Being Elon Musk
Being John Malkovich was an iconic film about being inside the head of that actor and how everyone was making their way through it.
Given Elon Musk’s recent admission of the “excruciating” personal toll of Tesla on him and given all of our hopes — and possible bets on the future — rest on the shoulders of the world’s preeminent visionary, I thought to offer some Insight about what his mind might be going through to not just help him, but also help other visionaries that deal with similar overwhelming challenges.
What qualifies me to do this?
I am an empath and some people have referred to me as a “people hacker” in that I have some skills in hacking empathically into people’s minds which over the years has enabled me to prevent some suicides by going into patients’ dark night of the soul.
Hacking into Musk, this is a map of what may be going on in his mind.
Vision → Collective exuberance from world → Adrenaline → Momentum → Power → Obstacles → Stress → Too many obstacles → Distress → Outer risk of humiliation → Inner experience of shame → Self-doubt → Thoughts of “as right as you thought you were is as wrong as you turned out to be” → Not in control → Fear of going out of control → Isolation → Constriction → Panic of shattering and never making it back to sanity → Desperate (“wild” as viewed by Boards of Directors) actions to prevent entering into the abyss from which there you perceive there is no return → Crash and burn → Thoughts of self-destruction
Many of these emotional states may not apply and hopefully Musk, or that visionary entrepreneur you’re worried about, is nowhere near the end.
But if you can track along this journey as this visionary or as an entrepreneur adrenaline junkie avatar and see and more importantly feel how it applies to you, you’re no doubt asking, “What can be done about this?”
There are two tipping points along this journey. A tipping point is that place in a reaction where afterwards, it picks up speed like a “runaway train” and it is very difficult to stop.
The first tipping point is between stress → too many obstacles → distress. When you’re under stress, you can still remain focused on your goals and with difficulty move towards them. The more persistent, tenacious and resilient you are, the more you’ll be able to do that. However, when the “too many obstacles” becomes too overwhelming, you cross over into “distress.” At that point your focus is completely on alleviating the distress at any cost. You can do that through running away, drinking or taking opiates or in Musk’s case, taking Ambien and hoping you don’t become hooked on it.
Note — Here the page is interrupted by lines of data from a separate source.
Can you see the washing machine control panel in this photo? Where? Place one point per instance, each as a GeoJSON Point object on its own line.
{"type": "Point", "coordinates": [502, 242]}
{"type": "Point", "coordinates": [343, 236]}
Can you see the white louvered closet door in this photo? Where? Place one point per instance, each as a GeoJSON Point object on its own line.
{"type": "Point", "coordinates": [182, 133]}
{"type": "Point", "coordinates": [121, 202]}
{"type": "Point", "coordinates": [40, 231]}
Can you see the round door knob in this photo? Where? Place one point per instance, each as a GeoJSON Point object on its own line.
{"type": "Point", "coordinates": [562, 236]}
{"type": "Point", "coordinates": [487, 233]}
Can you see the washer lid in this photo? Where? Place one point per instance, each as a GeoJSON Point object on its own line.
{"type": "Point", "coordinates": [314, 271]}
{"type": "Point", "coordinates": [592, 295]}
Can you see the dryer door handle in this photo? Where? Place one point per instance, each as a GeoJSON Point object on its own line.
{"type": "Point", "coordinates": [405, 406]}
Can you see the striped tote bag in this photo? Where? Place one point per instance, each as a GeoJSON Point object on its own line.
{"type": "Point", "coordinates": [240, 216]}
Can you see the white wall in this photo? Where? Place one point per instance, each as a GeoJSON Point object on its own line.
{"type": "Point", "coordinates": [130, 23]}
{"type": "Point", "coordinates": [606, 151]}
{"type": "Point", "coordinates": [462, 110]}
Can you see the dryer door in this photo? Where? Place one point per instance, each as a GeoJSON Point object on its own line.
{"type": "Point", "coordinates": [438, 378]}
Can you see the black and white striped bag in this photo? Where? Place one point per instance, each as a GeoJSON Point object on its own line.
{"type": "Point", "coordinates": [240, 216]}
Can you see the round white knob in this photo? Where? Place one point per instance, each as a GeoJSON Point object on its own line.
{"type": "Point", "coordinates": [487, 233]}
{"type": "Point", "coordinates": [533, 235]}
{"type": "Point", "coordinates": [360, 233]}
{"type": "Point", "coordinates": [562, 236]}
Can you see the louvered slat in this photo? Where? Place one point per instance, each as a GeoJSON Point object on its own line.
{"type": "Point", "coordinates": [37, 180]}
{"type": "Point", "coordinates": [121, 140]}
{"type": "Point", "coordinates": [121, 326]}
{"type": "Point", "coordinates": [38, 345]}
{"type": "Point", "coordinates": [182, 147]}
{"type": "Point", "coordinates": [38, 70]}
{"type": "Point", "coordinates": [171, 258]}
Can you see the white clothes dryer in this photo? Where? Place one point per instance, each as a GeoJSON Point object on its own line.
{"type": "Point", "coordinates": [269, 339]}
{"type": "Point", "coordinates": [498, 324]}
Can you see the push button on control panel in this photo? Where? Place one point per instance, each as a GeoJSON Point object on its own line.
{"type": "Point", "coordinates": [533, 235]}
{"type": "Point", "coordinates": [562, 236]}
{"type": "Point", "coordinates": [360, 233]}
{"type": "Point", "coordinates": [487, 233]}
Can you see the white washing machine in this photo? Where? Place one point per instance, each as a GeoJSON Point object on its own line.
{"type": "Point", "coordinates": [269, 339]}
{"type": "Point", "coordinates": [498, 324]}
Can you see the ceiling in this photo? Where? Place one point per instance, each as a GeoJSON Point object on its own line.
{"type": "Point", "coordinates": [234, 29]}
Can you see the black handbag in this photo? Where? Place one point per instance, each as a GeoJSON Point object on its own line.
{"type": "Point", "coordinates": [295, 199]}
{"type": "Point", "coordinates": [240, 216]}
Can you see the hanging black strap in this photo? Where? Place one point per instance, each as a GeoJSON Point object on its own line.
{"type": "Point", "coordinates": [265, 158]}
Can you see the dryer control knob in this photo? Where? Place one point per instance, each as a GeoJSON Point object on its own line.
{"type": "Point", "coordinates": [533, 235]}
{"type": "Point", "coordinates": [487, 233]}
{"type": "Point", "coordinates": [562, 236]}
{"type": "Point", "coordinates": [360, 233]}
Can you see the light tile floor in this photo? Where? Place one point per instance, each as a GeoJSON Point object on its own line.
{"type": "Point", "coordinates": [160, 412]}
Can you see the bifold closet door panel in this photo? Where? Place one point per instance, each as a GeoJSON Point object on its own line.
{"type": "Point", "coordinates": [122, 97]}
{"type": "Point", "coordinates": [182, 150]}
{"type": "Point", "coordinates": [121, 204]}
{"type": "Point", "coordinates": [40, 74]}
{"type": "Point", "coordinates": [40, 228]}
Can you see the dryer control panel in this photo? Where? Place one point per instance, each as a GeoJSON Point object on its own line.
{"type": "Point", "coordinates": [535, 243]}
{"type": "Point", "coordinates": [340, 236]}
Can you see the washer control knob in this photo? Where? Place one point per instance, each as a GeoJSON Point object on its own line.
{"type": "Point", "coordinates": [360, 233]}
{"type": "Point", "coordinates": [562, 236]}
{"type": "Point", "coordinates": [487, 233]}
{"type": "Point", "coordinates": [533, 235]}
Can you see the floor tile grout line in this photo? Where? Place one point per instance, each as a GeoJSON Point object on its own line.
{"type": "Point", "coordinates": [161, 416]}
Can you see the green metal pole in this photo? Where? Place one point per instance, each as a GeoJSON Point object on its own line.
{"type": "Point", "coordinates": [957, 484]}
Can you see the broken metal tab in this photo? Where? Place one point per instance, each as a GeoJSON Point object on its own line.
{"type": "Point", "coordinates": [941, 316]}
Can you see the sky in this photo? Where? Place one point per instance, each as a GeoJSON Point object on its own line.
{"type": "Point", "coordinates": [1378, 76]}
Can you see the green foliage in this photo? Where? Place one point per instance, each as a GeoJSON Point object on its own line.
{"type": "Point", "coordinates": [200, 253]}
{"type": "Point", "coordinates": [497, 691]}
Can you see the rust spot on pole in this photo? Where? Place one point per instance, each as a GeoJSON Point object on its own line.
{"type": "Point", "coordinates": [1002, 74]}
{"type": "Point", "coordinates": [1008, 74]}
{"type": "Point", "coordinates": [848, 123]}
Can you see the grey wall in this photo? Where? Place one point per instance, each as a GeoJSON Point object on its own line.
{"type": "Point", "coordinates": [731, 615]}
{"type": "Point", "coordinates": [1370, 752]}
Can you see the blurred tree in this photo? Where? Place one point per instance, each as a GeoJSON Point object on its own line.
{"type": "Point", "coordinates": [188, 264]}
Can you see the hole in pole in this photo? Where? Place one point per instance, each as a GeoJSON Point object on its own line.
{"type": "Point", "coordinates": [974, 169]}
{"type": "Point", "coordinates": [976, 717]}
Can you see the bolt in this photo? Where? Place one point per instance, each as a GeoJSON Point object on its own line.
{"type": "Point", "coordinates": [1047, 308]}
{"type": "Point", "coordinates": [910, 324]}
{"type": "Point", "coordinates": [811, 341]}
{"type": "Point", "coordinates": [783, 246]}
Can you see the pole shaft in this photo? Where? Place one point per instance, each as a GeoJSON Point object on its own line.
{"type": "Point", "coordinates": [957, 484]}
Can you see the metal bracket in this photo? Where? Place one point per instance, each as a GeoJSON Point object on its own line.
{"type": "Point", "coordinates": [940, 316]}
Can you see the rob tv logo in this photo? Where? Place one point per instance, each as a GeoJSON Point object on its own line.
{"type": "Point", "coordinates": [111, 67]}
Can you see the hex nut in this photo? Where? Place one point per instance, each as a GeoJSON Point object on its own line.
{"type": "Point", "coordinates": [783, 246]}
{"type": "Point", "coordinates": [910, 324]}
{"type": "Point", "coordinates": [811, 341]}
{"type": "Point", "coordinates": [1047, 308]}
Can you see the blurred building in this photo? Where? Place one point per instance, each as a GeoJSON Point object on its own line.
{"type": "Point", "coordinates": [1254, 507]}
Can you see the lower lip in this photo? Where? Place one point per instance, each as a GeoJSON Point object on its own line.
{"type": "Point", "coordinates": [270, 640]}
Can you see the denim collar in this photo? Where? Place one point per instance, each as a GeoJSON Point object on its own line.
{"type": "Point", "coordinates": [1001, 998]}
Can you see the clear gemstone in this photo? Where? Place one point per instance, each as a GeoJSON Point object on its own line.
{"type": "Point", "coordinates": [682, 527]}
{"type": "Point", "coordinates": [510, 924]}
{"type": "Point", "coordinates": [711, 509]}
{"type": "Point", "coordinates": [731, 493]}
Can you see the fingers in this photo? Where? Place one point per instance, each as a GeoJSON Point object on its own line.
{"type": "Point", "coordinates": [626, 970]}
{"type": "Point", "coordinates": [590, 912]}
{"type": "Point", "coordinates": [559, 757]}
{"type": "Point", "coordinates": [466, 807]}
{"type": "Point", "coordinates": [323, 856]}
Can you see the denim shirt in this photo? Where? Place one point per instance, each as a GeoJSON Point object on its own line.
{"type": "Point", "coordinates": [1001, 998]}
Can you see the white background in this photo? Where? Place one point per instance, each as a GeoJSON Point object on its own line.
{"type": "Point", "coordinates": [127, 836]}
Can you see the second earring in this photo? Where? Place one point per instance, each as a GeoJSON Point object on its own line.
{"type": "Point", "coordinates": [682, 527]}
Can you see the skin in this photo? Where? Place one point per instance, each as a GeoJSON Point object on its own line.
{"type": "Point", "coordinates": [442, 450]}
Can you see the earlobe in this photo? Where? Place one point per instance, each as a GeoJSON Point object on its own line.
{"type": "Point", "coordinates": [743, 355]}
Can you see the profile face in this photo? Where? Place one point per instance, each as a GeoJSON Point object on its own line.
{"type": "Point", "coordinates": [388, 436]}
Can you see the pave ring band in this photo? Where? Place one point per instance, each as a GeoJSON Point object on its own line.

The second tipping point is between “not in control → fear of going out of control.” That is a tipping point, because many of the individuals’ identities that we are referring to — be it a Musk, a Jobs, a Picasso or an Einstein — are aligned around being in control. To them, being not in control is tantamount to being out of control and being out of control is very close to shattering and never coming back.
But fortunately for them and us, these individuals don’t go off the deep end (as you or I might). What prevents that is that when they reach the point of “not in control” they find a way to surrender. And usually what they surrender in to is “awareness” vs. thinking. Awareness from their immediate breathing to a mantra that they’re meditating on, to a Vipassana retreat, to an Iowaska trip to finding religion, to finding a new love/lust interest (eh tu Picasso?).
When they are in a state of surrender, that allows their mind (thinking/feeling/acting) which is out of alignment to a new reality to safely come apart, reconfigure and realign with the new reality.
Something else to keep in mind. If you ask many entrepreneurs how often their breakthroughs were preceded by uninvited, painful and often terrifying breakdowns (as their minds decoupled when unaligned with a changed reality), most will say frequently.
The secret is to not do something so destructive after the breakdown that you miss the breakthrough because you’re so busy apologizing or making up to people for the horrendous things you did to cope with the breakdown.